Paulo Lot Calixto Lemos

Quando o rio Grande ainda deslizava orgulhosamente pelas corredeiras de seu leito original. Lá em baixo, pouco antes da barra do rio São João, existia uma grande ilha, oficiosamente chamada de “Ilha dos Santos Reis”.

Como não tinha dono, nesta tal ilha existia apenas um rancho de morada e uma curralama improvisada. Porem possuía lá seus 100 alqueires de terra de cultura, quase toda formada de capim “gordura”. Uma “invernadona”, boa “qualquer tanto” pra engorda de boi. Obviamente que o acesso era difícil e arriscado e o mais problemático era ajeitar e manter um peão morador, para a lida diária com o gado.

Por todos esses motivos, poucos se interessavam por ela. Somente alguns jovens “corajosos” em começo de carreira se arriscavam na sua exploração.

Dizem que um deles foi o nosso conterrâneo e hoje conhecido Tião Maia. Sim, aquele mesmo que anos mais tarde tornou-se o pecuarista mais famoso do Brasil, e que fez muito sucesso tanto na Austrália como em Las Vegas. E, apenas a titulo de informação, Tião Maia fazia tanto sucesso com seus bois quanto com suas mulheres. O homem sempre foi terrível, um genuíno mineirinho “come quieto”.

Logo após tomar posse da ilha, Tião Maia transfere pra lá algo em torno de 200 garrotes, e consegue acertar, finalmente, o homem certo para tomar conta do gado – o peão José Estevão.

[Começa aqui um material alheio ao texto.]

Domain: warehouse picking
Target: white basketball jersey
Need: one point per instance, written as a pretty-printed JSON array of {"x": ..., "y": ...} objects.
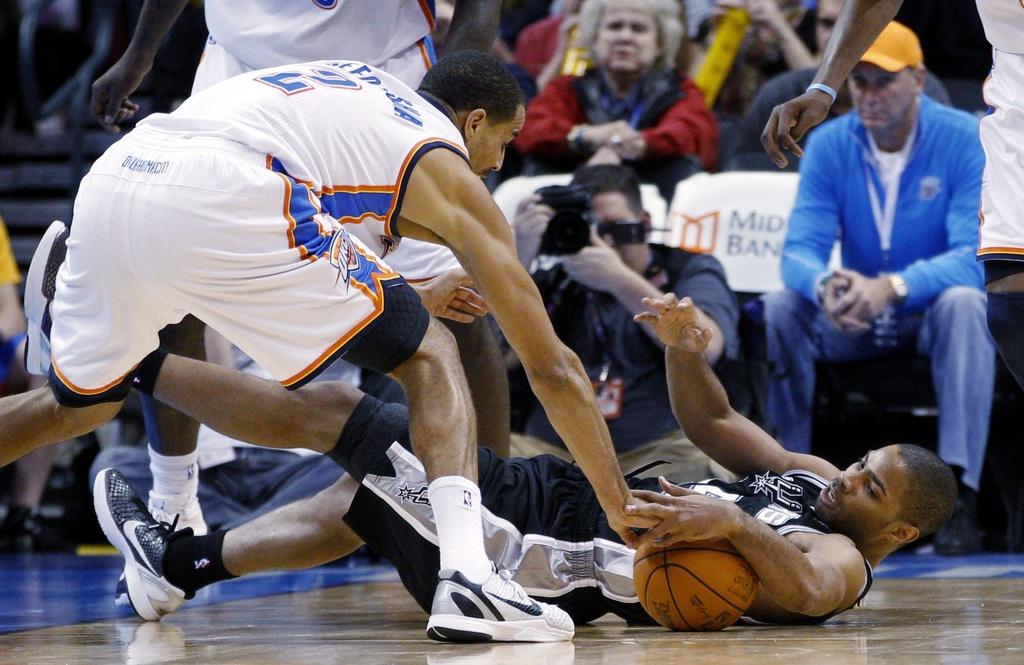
[
  {"x": 267, "y": 33},
  {"x": 346, "y": 135},
  {"x": 1004, "y": 21}
]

Zé Estevão era um mulato forte do norte de Minas, de cara amarrada e fama de “brabo”. Porem um homem quieto, caseiro e muito correto no trato. Foi de mudança pra ilha casadinho de novo. “O que era bom sinal” – pensou Tião Maia.

O que o Tião Maia não sabia, ou melhor, não conhecia, era a Aninha sua mulher. Aninha era uma moreninha cor de jambo, na flor de seus 17 aninhos, pele aveludada e olhos cor de mel. E, para o destempero de nosso personagem a mocinha exalava um aroma acre-doce de frescor e volúpia pelos poros...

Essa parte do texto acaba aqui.